Não será feita uma análise aprofundada desses termos; a intenção é apenas provocar uma aproximação sobre a gama de possibilidades que os instrumentos tecnológicos oferecem ao âmbito educacional, partindo do princípio democrático, ou seja, sem querer impor esse ou aquele instrumento, apenas abrir espaço para uma possível discussão a respeito de questões latentes no cotidiano escolar.
O texto está estruturado em dois momentos. Sendo assim, inicialmente será necessário contextualizar histórica e socialmente o ensino da arte no Brasil através de um viés metodológico, de forma breve, pois não é objetivo deste trabalho um aprofundamento sobre as metodologias utilizadas na disciplina das artes visuais. Num segundo momento abordaremos alguns desafios e inquietações impostos pela pandemia, a partir dos conceitos apresentados por Morin (2003) e Saviani (2012), perpassando algumas reflexões encontradas em Galeano (2020), Touraine (2011) e Calligaris (2021), bem como em Barbosa (2005; 2011) e Sibilia (2012).
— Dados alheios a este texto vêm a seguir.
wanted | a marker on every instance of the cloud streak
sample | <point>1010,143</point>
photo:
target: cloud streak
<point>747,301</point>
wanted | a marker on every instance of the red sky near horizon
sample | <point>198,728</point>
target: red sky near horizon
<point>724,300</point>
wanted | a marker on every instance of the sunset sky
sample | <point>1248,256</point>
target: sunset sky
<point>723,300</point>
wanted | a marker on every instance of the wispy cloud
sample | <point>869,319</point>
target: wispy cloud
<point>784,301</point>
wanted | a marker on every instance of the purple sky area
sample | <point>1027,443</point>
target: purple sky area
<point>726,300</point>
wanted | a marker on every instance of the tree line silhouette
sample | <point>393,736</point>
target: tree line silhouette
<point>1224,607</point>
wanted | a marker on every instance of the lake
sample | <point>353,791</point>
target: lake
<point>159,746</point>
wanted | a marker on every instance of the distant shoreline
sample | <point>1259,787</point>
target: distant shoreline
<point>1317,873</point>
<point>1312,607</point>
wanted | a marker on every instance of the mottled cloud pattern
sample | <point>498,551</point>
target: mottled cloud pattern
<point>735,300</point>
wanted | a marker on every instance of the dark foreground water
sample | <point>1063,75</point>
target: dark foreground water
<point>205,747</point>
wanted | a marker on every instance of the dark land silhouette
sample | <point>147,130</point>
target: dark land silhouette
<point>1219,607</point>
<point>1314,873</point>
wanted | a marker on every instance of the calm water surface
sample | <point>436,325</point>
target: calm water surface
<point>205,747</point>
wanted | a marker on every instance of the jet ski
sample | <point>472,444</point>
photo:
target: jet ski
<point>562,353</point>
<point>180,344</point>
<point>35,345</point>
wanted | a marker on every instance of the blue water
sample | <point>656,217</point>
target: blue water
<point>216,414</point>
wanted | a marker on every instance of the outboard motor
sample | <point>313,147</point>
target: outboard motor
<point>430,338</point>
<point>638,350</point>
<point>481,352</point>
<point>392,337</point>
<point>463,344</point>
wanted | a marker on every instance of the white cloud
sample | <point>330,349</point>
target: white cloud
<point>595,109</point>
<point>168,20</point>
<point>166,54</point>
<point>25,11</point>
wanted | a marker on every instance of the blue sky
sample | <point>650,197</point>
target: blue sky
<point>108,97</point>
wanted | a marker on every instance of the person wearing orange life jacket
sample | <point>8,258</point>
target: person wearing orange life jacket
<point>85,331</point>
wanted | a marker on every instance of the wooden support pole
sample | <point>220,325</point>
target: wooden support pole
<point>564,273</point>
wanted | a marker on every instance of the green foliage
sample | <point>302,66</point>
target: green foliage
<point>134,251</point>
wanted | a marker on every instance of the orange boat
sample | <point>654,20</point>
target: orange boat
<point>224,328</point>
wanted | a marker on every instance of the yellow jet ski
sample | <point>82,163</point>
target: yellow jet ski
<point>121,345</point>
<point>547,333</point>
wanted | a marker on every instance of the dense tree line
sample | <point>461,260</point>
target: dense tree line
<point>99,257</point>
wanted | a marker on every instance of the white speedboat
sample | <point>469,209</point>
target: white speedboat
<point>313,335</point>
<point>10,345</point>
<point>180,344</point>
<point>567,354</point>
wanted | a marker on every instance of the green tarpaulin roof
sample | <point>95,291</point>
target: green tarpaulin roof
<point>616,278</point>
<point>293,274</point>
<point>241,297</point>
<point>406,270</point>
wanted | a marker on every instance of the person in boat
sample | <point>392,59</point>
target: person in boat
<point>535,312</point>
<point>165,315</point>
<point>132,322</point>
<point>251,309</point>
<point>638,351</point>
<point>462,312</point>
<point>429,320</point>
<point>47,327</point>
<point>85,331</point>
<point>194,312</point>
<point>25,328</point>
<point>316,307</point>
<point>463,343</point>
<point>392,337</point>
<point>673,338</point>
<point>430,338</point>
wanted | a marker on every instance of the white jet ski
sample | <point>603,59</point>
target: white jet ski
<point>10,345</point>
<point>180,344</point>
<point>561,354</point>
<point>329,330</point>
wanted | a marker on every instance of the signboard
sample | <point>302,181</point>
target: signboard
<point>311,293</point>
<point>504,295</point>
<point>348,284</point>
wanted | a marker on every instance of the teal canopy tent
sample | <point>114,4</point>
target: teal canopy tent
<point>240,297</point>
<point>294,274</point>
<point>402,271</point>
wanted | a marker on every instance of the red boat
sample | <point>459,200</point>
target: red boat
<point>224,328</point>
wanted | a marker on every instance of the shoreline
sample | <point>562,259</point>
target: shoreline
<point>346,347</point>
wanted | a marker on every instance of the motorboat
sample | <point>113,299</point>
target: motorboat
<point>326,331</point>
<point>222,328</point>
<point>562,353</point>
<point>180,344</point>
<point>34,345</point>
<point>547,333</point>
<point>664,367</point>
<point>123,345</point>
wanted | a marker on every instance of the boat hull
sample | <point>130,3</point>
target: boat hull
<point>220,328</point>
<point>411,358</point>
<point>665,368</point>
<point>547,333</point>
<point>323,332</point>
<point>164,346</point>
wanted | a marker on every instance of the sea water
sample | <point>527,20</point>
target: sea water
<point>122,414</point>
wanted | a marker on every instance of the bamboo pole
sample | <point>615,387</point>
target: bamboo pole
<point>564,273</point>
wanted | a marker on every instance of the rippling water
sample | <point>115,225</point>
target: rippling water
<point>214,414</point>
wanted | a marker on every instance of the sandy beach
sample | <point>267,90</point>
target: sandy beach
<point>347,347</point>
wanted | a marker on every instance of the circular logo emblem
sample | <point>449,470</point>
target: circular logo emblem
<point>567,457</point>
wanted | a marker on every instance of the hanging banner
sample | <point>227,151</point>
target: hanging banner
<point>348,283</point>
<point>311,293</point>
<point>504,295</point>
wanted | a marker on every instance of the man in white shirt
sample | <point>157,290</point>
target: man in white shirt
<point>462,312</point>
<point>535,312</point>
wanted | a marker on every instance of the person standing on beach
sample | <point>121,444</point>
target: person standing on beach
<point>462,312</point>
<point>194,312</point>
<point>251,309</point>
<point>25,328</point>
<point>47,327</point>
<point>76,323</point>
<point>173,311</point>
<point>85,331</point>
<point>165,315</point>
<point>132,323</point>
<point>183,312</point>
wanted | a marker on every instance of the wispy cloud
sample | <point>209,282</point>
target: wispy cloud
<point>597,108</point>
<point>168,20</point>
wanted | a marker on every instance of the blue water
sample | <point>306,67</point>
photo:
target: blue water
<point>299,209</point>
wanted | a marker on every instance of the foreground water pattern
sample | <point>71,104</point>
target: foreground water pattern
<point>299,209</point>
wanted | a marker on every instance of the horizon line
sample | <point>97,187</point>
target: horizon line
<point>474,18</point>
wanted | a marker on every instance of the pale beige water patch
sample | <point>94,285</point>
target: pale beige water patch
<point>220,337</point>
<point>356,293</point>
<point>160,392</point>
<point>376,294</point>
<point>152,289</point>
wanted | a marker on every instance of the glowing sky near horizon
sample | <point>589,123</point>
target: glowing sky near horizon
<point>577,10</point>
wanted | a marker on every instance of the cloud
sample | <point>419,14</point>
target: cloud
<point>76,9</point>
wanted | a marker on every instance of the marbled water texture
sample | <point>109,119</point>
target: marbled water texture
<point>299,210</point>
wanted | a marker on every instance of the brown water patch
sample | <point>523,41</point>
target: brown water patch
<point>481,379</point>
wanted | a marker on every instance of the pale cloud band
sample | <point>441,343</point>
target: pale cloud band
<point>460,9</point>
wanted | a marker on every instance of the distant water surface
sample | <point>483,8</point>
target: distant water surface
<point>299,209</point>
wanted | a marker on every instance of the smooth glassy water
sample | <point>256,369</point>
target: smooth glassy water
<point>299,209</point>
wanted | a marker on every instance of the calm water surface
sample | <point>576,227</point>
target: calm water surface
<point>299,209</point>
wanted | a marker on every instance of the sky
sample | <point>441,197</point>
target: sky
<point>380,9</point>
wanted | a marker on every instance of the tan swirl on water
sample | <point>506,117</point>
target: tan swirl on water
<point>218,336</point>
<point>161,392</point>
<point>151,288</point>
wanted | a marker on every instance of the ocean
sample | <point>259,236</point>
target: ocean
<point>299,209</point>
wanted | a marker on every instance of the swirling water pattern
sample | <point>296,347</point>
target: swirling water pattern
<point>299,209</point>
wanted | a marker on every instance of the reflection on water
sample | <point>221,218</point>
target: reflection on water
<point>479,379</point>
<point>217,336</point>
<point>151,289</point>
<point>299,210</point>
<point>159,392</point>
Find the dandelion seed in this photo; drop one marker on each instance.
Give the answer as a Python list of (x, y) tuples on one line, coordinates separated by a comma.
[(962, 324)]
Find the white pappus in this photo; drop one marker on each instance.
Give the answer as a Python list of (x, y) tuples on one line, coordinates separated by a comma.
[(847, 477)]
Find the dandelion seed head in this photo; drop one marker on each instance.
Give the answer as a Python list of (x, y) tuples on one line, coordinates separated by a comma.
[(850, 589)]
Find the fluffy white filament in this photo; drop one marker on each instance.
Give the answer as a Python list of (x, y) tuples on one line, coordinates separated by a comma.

Contextualização quanto ao ensino da arte
O ensino da arte no Brasil está alicerçado na Proposta Triangular sistematizada pela educadora Ana Mae Barbosa na década de 80, situada nos três pilares do fazer, fruir e contextualizar obras de arte, essa proposta possibilita uma prática voltada para o desenvolvimento estético do aluno, Barbosa (2005). Essas dimensões foram ampliadas com o advento da Base Nacional Comum Curricular - BNCC (2017), passando a incluir estesia, reflexão e expressão, ampliando com isso, a gama de possibilidades para o trabalho em sala de aula.
Com o advento da união entre arte e tecnologia Barbosa (2011) projetou a expressão “arte tecnologizada”, para definição do que se refere principalmente à arte contemporânea, construída muitas vezes de forma híbrida, como por exemplo, a videoarte. Seguindo na linha da arte-educação nos deparamos com as colocações de Hernández (2007) quando argumenta que “ensinar é um ato performático”, ainda se destaca que:
O professor é um catalisador que cuida para que cada estudante esteja cada vez mais conectado, para que seja, cada vez mais, um participante ativo nessa relação que visa à aprendizagem. Neste sentido, o professor é mais um “DJ” do que um diretor de orquestra. São importantes essas colocações porque a educação está em crise. Crise esta que poderia ser resumida pelo fato de que muitos estudantes apresentam resistência à maneira como recebem o ensino na escola e pelo fato de que muitos professores não querem aprender outro modo de ensinar diferente do que sempre utilizaram. (Hernández, 2007, p. 16).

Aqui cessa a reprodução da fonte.